Princeton researchers analyze 2 million-year-old ice cores

Researchers from Princeton University have extracted ice cores from Antarctica that has given the first direct observations of the ancient climate when the early ancestors of humans roamed the Earth. The gas bubbles that were trapped in the ice cores said to be the oldest recovered, give snapshots of prehistoric atmospheric conditions and temperatures. The team collected the ancient ice cores in the Allan Hills of Antarctica.The team used data from the ice cores to answer long-held questions about how the current glacial cycle emerged. The team says that up until 1.2 million years ago, the Earth's ice ages consisted of thinner, smaller glaciers that came and went every 40,000 years on average.

After the Mid-Pleistocene Transition, the current world emerged characterized by colder and longer glacial cycles of 100,000 years. These are known as the 40k and 100k world. Some theories believe that the current 100k world emerged because of a long-term decline in atmospheric carbon dioxide.

The researchers found this wasn't the case with the samples showing average carbon dioxide was relatively steady through the 40k and 100k worlds.
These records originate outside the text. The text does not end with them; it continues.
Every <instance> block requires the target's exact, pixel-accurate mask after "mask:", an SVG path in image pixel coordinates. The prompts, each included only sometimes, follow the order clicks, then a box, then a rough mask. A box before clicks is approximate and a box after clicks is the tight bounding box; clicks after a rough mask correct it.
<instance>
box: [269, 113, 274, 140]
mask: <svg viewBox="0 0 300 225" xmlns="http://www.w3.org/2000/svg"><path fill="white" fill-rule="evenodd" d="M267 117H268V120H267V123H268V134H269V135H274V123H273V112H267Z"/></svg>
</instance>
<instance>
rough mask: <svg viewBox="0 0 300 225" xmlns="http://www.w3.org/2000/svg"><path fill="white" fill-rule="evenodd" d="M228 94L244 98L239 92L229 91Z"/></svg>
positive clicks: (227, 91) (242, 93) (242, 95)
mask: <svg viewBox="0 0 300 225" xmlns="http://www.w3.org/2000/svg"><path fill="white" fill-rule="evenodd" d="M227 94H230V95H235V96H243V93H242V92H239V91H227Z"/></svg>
Researchers say that while the decline in carbon dioxide might not have led to the 100k world, there was a correlation between carbon dioxide and global temperature. The team says that changes in carbon dioxide are required to get from cooler glacial temperatures to warmer interglacial temperatures.

Carbon dioxide in the atmosphere today is over 400 ppm, nearly 100 ppm higher than levels of the 40k world. The team noted that we are seeing carbon dioxide levels not seen in 2 million years. To see an analogy of our world today in the past, we have to look beyond 2 million years ago to find it, according to the scientists.